After several months of being “in business rescue”, the plug was finally pulled on 1Time Airlines at 3pm, Friday afternoon. It appears that the big white knight got himself some cold feet, and trotted off into the sunset. I guess the real truth will surface in the coming weeks and months.
Of course this has all been very traumatic for those who have recently purchased tickets, particularly those who paid cash, or by way of EFT, and are unable to claim non performance refunds through their credit card companies. “How are we gonna get our money back?” They are all shouting at radio stations right now.
A good question, and one that needs answering, because these customers have, at the decision of the business rescue practitioner, become creditors, and concurrent creditors at that. Effectively they have lent money to the business, after the start of business rescue proceedings (Post BR).
The answer also holds interest for small business people who find themselves inadvertently supplying their customers who have gone into business rescue.
Most business people are acutely aware of the order of payout in the event of a liquidation: Liquidator, secured creditors, preferent creditors (employees, SARS and general notarial bond holders), concurrent creditors (suppliers and unsatisfied customers).
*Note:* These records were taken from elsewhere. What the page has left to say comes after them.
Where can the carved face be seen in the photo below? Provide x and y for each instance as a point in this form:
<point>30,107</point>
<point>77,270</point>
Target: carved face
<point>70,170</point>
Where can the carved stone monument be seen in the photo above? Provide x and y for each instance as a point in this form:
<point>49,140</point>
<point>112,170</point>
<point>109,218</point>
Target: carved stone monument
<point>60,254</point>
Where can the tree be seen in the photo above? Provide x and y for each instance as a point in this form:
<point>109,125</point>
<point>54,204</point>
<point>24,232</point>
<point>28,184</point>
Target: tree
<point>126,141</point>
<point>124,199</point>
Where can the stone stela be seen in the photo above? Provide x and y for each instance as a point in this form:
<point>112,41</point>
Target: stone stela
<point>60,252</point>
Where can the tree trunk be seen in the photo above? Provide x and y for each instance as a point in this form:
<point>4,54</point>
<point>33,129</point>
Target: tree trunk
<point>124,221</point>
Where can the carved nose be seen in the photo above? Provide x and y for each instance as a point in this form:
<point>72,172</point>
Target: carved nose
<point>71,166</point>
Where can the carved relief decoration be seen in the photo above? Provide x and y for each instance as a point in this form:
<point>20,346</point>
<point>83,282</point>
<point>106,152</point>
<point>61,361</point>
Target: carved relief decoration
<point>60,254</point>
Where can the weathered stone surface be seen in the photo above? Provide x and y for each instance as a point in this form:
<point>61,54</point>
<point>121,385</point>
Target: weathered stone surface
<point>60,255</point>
Once a business rescue (BR) process has been entered into, things change around a bit; it’s as if a new estate has been registered, and finance coming into the new estate ranks above the pre BR claims, and in a different order:
- BR practitioner expenses
- Employees for that portion earned after BR began
- Secured lenders after BR began
- Unsecured lenders and other creditors for any loan or supply after BR began.
- And only then the pre BR creditors in the same order as earlier described.
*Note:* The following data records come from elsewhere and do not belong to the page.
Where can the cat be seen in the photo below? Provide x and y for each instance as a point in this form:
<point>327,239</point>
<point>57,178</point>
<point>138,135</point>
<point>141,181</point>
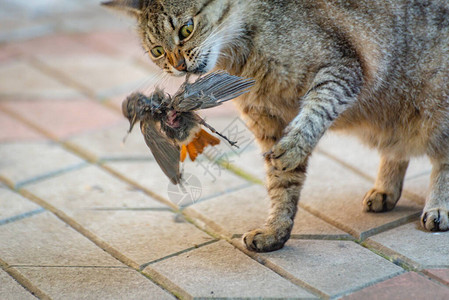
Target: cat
<point>376,68</point>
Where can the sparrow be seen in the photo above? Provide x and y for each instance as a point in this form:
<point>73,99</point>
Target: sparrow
<point>169,124</point>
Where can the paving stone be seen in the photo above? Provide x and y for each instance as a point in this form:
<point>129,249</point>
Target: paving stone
<point>9,288</point>
<point>90,188</point>
<point>335,194</point>
<point>26,161</point>
<point>93,283</point>
<point>412,244</point>
<point>103,75</point>
<point>246,209</point>
<point>220,271</point>
<point>63,119</point>
<point>13,205</point>
<point>440,274</point>
<point>14,130</point>
<point>44,240</point>
<point>143,235</point>
<point>107,144</point>
<point>252,162</point>
<point>20,80</point>
<point>330,266</point>
<point>405,286</point>
<point>204,180</point>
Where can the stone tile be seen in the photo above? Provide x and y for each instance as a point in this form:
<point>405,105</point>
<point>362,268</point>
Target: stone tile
<point>14,130</point>
<point>93,283</point>
<point>107,144</point>
<point>44,240</point>
<point>19,79</point>
<point>103,75</point>
<point>62,119</point>
<point>246,209</point>
<point>330,266</point>
<point>251,161</point>
<point>9,288</point>
<point>13,204</point>
<point>439,274</point>
<point>405,286</point>
<point>90,188</point>
<point>204,180</point>
<point>410,243</point>
<point>143,235</point>
<point>335,194</point>
<point>26,161</point>
<point>220,271</point>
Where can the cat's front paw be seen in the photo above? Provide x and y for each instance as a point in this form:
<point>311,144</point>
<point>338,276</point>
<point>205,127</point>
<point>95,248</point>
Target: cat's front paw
<point>287,154</point>
<point>264,240</point>
<point>435,219</point>
<point>379,201</point>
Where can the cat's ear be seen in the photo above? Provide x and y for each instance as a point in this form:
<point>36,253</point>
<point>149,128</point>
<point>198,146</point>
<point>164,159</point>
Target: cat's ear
<point>131,7</point>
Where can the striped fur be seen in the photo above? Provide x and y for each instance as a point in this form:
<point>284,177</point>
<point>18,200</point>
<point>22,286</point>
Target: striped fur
<point>376,68</point>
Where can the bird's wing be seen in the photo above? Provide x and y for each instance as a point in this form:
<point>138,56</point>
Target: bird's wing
<point>211,90</point>
<point>166,153</point>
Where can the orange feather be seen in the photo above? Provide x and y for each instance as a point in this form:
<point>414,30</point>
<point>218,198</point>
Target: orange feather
<point>201,140</point>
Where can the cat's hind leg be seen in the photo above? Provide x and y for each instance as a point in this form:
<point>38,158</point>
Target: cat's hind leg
<point>435,216</point>
<point>388,187</point>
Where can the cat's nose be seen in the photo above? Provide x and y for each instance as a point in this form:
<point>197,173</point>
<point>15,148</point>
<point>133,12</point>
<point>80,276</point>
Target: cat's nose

So new creditors, no matter how insignificant they may feel right now, rank above even the bond holders pre BR.
The point is that ticket holders and suppliers post BR will be ranked in their claims ahead of all the backlog which got 1Time into this mess in the first place. So assuming that the main creditors were fuel suppliers (a reasonable assumption), and I heard on Friday that ACSA was owed more than 100M; they will simply have to wait until the current ticket holders are paid in full, before claiming their first cent.
Now it is also important to note two things:
- The business rescue practitioner (BRP) should not have continued with the BR attempt beyond ten days if he did not reasonably believe that the business was rescuable.
- The creditors at the time the business was placed into BR had to vote on his initial rescue plan at that ten day meeting. They would not have voted in its favour had they not believed that the rescue was achievable.
In addition, the BRP could not allow the business post BR to run into a position where it was trading in insolvent circumstances in its new balance sheet. To do so, opens him up to claims in his personal capacity from thousands of ticket holders.
So it is likely that all ticket holders will get their money back.
As a business owner, you may be able to draw on the above knowledge in dealing with your own customers and suppliers who have gone into business rescue.